Volgens sommigen is al sprake van een infiltrant als de politie
vraagt ergens een kijkje te gaan nemen. Het begrip «gestuurde
informant» bemoeilijkt deze discussie nog verder. Het
moeizame onderscheid tussen informant en infiltrant leidt tot
lastige situaties in de praktijk. Daardoor wordt door de CID met
sommige informanten creatief omgegaan: de politie hoort bepaalde
zaken bewust niet, de politie vraagt de informant bepaalde zaken
niet te vertellen, de politie laat een informant zelf op een idee
komen zodat de politie niet verweten kan worden dat zij de
informant heeft gestuurd. Deze «creatieve» oplossingen
zijn mogelijk omdat CID-en ervan uitgaan dat de dagelijkse gang van
zaken van informanten toch niet volledig is na te gaan.

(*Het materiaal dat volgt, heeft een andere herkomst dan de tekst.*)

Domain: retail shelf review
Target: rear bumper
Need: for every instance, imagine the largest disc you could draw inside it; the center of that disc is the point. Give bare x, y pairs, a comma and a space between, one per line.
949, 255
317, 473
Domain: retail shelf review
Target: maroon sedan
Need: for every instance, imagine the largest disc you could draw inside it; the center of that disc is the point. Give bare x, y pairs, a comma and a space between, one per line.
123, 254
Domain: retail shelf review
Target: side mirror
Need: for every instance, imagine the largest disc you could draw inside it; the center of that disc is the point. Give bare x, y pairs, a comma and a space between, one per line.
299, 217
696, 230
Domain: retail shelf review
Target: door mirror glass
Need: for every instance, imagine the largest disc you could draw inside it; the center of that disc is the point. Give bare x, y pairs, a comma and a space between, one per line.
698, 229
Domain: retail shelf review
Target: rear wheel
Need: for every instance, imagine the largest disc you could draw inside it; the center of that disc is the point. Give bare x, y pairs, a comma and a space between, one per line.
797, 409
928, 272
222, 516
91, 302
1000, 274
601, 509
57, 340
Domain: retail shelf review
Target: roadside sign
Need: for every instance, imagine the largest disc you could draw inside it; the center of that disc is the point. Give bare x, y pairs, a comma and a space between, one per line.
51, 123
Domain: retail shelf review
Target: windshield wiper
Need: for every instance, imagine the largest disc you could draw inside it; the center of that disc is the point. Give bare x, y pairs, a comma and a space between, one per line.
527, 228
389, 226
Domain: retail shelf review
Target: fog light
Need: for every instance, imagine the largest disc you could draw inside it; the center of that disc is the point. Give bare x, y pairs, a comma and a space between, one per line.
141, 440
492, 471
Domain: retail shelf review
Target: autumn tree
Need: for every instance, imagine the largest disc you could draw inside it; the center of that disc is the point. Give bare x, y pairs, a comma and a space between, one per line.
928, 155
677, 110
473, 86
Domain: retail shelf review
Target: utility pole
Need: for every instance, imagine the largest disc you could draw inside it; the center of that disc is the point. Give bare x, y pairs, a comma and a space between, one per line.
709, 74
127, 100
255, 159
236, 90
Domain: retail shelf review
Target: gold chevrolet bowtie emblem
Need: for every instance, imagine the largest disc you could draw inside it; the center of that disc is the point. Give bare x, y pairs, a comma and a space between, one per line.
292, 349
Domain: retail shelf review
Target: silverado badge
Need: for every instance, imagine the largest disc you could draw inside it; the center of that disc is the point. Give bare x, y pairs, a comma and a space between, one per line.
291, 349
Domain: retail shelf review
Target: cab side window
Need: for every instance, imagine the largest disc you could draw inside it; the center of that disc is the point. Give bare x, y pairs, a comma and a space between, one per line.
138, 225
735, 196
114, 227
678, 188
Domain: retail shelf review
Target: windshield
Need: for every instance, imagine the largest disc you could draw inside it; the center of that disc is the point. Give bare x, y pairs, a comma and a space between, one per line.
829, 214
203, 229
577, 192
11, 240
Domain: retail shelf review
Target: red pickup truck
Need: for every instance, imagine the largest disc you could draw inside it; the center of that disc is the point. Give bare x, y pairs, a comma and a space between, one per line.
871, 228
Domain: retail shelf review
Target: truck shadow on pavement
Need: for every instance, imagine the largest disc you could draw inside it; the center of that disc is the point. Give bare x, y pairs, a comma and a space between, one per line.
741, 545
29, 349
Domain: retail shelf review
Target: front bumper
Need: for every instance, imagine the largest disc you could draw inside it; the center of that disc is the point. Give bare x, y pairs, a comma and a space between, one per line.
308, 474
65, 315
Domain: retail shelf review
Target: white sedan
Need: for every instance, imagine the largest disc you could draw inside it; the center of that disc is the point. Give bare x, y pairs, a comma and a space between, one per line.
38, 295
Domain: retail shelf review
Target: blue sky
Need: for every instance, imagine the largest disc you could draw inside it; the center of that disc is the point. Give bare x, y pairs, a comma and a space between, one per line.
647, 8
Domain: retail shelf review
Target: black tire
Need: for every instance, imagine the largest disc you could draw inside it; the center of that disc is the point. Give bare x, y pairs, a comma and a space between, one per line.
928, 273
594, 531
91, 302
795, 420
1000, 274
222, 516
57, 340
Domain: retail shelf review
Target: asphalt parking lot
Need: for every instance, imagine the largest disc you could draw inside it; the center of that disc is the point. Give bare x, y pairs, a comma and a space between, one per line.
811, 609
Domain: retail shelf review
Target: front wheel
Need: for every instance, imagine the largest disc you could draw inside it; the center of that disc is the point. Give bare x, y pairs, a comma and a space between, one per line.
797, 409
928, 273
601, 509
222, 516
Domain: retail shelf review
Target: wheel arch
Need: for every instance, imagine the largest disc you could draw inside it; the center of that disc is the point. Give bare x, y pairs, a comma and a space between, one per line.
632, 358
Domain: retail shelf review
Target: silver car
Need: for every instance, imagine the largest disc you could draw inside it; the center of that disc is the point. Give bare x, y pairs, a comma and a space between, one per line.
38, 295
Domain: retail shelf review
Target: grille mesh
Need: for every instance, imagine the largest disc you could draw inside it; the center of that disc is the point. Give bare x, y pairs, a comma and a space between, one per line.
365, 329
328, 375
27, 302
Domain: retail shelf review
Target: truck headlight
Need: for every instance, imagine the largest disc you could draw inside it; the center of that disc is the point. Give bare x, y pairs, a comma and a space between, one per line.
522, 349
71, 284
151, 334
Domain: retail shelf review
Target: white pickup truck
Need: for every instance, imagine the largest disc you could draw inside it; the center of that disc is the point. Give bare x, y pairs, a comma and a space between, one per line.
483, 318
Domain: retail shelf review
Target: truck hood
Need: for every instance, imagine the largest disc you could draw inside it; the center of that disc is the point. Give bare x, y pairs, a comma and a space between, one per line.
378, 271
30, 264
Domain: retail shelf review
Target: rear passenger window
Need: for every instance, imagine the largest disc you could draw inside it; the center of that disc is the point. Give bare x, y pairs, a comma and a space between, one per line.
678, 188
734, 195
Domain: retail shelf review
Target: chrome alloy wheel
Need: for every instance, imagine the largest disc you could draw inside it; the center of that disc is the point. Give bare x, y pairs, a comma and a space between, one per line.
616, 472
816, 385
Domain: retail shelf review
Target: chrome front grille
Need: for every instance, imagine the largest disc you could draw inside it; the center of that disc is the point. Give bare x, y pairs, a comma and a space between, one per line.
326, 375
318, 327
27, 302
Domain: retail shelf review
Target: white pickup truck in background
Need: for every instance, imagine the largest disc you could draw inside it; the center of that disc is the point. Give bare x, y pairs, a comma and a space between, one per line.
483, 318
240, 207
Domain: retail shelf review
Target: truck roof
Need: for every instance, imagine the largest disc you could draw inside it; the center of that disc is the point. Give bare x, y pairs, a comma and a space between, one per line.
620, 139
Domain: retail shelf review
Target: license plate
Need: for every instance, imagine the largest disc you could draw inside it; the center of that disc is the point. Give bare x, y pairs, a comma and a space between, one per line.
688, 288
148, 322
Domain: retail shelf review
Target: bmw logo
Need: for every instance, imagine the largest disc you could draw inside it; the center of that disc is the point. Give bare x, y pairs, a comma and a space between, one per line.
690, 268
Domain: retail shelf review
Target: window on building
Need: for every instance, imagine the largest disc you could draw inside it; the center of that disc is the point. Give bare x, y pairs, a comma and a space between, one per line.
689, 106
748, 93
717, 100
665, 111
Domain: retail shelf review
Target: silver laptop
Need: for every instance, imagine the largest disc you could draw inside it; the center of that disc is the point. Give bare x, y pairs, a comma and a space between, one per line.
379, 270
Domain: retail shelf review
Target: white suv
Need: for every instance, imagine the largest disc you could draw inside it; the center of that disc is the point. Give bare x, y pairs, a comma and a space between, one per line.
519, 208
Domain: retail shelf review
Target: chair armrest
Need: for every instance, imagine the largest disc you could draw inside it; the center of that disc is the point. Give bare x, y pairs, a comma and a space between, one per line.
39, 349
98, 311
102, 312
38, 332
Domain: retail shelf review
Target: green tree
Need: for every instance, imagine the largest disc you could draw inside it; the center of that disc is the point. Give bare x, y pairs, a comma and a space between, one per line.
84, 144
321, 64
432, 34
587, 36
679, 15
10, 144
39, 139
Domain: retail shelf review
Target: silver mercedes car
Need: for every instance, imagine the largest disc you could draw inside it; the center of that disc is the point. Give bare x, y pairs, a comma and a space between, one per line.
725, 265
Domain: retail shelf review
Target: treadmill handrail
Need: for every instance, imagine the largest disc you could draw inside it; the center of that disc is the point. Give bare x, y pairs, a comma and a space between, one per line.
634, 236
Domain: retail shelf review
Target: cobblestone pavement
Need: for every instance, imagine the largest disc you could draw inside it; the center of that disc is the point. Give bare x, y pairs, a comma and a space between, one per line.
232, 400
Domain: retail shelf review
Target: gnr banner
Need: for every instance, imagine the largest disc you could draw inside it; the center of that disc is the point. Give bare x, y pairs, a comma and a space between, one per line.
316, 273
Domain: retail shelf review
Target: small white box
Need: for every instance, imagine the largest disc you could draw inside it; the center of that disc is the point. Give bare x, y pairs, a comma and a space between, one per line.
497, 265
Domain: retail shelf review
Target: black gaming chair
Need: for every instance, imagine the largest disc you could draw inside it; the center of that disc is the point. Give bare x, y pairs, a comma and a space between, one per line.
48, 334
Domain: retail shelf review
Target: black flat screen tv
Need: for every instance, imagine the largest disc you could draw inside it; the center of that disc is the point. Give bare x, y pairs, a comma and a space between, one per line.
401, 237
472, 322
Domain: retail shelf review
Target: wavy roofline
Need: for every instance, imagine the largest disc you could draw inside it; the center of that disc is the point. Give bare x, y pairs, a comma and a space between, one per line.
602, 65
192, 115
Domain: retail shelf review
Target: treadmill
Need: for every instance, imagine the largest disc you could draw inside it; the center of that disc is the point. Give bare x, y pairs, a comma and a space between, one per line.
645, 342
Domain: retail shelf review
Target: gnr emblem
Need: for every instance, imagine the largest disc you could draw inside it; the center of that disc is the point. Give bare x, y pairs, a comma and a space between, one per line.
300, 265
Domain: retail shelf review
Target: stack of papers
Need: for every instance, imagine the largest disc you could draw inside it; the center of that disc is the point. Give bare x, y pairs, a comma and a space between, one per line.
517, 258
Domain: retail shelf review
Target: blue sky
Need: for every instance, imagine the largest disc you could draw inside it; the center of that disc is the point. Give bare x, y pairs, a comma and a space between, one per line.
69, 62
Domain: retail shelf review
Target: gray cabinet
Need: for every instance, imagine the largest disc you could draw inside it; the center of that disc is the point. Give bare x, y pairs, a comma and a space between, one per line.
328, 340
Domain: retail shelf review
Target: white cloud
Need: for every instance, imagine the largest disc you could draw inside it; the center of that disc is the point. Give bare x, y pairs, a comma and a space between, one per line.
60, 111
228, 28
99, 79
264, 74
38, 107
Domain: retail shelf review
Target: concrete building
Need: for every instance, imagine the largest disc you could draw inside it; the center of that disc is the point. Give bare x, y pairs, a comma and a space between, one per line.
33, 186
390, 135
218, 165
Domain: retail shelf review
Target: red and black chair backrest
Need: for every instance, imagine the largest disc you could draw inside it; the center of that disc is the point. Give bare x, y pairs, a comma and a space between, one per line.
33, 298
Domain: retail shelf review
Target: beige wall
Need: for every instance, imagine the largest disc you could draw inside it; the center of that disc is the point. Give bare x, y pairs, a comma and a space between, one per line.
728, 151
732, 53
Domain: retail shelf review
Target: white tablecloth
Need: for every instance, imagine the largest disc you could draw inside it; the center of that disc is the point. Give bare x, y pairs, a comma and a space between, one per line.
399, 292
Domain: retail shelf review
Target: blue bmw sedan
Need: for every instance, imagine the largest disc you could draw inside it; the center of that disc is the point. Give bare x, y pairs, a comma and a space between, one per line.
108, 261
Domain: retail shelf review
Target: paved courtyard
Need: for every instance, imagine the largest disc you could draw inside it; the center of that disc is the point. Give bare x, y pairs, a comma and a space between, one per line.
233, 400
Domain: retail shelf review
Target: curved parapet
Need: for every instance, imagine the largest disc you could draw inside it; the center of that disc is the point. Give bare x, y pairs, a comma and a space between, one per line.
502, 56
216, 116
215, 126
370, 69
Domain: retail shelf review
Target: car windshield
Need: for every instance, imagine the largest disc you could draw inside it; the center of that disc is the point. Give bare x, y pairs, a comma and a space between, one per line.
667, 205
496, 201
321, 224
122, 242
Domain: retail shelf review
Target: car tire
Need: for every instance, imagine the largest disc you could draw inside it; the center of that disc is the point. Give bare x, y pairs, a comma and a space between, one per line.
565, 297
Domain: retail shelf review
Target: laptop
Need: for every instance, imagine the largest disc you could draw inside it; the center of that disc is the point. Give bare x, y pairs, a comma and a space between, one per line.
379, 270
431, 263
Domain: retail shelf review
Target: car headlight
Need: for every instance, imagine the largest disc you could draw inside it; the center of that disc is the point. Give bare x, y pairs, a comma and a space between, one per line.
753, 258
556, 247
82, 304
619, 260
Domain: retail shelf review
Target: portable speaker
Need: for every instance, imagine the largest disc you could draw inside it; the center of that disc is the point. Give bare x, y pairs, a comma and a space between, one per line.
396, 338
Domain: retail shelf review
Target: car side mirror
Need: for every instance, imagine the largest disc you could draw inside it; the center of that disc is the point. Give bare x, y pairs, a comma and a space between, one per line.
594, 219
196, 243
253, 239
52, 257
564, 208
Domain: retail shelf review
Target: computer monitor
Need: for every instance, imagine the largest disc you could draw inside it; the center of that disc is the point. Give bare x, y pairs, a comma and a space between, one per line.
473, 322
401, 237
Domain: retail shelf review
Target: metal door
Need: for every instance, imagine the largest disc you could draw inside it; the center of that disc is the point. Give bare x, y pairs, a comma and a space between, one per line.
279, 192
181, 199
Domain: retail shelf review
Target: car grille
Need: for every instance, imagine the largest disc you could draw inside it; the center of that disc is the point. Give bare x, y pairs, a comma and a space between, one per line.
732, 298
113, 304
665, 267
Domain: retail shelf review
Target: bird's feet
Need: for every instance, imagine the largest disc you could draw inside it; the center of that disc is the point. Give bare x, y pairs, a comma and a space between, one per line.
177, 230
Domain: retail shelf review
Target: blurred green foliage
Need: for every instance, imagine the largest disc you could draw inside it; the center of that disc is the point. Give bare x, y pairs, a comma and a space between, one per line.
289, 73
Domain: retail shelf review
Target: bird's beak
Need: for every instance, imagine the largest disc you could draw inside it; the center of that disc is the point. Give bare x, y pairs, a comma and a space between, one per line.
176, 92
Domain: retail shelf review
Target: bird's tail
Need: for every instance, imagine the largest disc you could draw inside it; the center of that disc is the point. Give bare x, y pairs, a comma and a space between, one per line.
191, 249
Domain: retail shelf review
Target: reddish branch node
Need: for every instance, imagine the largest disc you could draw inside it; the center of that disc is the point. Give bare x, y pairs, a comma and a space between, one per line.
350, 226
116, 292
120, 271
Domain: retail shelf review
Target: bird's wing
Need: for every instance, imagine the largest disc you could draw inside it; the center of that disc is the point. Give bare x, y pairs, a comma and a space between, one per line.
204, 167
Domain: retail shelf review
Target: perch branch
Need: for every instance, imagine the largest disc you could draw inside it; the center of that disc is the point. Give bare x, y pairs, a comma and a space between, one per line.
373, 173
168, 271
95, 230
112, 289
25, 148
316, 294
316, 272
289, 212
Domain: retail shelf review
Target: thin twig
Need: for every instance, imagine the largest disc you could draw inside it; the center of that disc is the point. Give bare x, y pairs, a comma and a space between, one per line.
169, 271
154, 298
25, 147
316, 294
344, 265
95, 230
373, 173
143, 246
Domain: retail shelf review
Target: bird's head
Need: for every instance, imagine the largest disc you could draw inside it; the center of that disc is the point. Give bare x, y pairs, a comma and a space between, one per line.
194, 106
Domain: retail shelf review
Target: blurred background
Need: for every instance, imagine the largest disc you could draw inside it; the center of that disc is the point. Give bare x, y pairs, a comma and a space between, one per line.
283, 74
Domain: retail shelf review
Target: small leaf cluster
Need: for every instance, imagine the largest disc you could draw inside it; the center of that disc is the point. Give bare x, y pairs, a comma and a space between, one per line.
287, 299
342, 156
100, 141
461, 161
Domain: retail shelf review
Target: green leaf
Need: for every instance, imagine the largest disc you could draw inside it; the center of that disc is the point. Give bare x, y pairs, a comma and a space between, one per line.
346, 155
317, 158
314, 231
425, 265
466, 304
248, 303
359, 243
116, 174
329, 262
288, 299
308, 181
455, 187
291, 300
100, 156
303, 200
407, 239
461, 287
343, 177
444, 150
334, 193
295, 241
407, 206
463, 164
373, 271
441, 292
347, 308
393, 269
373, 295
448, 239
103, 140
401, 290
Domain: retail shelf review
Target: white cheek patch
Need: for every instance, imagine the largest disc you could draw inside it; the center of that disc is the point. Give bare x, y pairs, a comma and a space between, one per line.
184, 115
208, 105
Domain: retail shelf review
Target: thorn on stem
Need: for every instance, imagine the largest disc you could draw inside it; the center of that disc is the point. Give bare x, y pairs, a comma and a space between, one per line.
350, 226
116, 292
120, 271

afbakening van de begrippen informanten en infiltranten is
noodzakelijk. De commissie beveelt aan het onderscheid te zoeken in
het al dan niet onder regie van politie en justitie plegen van
strafbare feiten. Dat betekent dat een infiltrant onder regie van
politie en justitie bepaalde strafbare feiten kan plegen. Een
informant mag geen strafbare feiten plegen. Uitzondering moet
daarbij worden gemaakt voor bepaalde hand- en spandiensten van
geringe importantie in relatie tot het delict waarover de informant
informatie geeft, die van een informant gevraagd kunnen worden en
bij weigering waarvan de «dubbelrol» van de informant
onmiddellijk aan het licht zou treden. Om die reden moeten de
strafbare feiten de informant niet worden aangerekend. De aard van
de toegestane hand- en spandiensten moeten worden omschreven in de
overeenkomst met de informant. Dit oordeel van de commissie wijkt
af van hetgeen in het rapport van de werkgroep Van de Beek over
deze thematiek is opgemerkt.
Criminele burgerinfiltrant
Het besef dat er geen gebruik mag worden gemaakt van criminele
burgerinfiltranten is in de praktijk goed doorgedrongen sinds de
parlementaire behandeling van het wetsvoorstel BOB. Ook daarvoor
was door de Kamer al uitgesproken dat de criminele burgerinfiltrant
niet ingezet zou mogen worden. Zowel de «Voorlopige
uitgangspunten» als de CTC-richtlijnen maken uitzonderingen
op het verbod mogelijk. Onduidelijk is wat moet worden verstaan
onder «crimineel». Is dat iemand die ooit veroordeeld
is? Maakt het dan nog uit voor welk strafbaar feit? Is er al sprake
van «crimineel» indien men kleine hand- en spandiensten
verricht die onder het delict «deelnemen aan … » of
«medeplichtigheid aan … » zouden kunnen vallen? Of is
er alleen sprake van als men deel uitmaakt van de criminele
organisatie waarop gerechercheerd wordt? Deze vragen worden
weliswaar beantwoord in de Concept-richtlijn informanten en
infiltranten maar de status van deze richtlijn is onduidelijk. De
praktijk van de opsporing blijkt van het daar vermelde onvoldoende
op de hoogte. Een burgerinfiltrant wordt volgens deze
Concept-richtlijn als crimineel aangemerkt wanneer hij actief is in
hetzelfde criminele veld of binnen hetzelfde criminele milieu als
waarin hij gaat infiltreren, dan wel wanneer hij ten aanzien van de
gepleegde of nog te plegen misdrijven waartegen het onderzoek zich
richt, een relevant strafrechtelijk verleden heeft. De vraag of een
dergelijk strafrechtelijk verleden relevant is, is ter beoordeling
van het openbaar ministerie. Een enkele keer is de afgelopen jaren
nog een criminele infiltrant-ingezet. Ook is een te goeder trouw
zijnde informant later als (criminele burger)infiltrant aangemerkt,
omdat hij omwille van zijn geloofwaardigheid strafbare hand- en
spandiensten moest verrichten.
beveelt aan de definitie van criminele burgerinfiltrant zoals
omschreven in de Concept-richtlijn informanten en Infiltranten te
volgen en daadwerkelijk bekend te maken in de praktijk van de
opsporing. Daarbij dienen casusgewijs voorbeelden gegeven te worden
van de consequenties van deze definitie. De werkgroep Van de Beek
geeft hiertoe een eerste aanzet, maar naar het oordeel van de
commissie blijft er te veel onduidelijkheid bestaan.
Het aantal informanten
De commissie heeft niet kunnen vaststellen of het aantal
informanten na het rapport van de enquêtecommissie is
verminderd. De beschikbare cijfers kunnen niet vergeleken worden.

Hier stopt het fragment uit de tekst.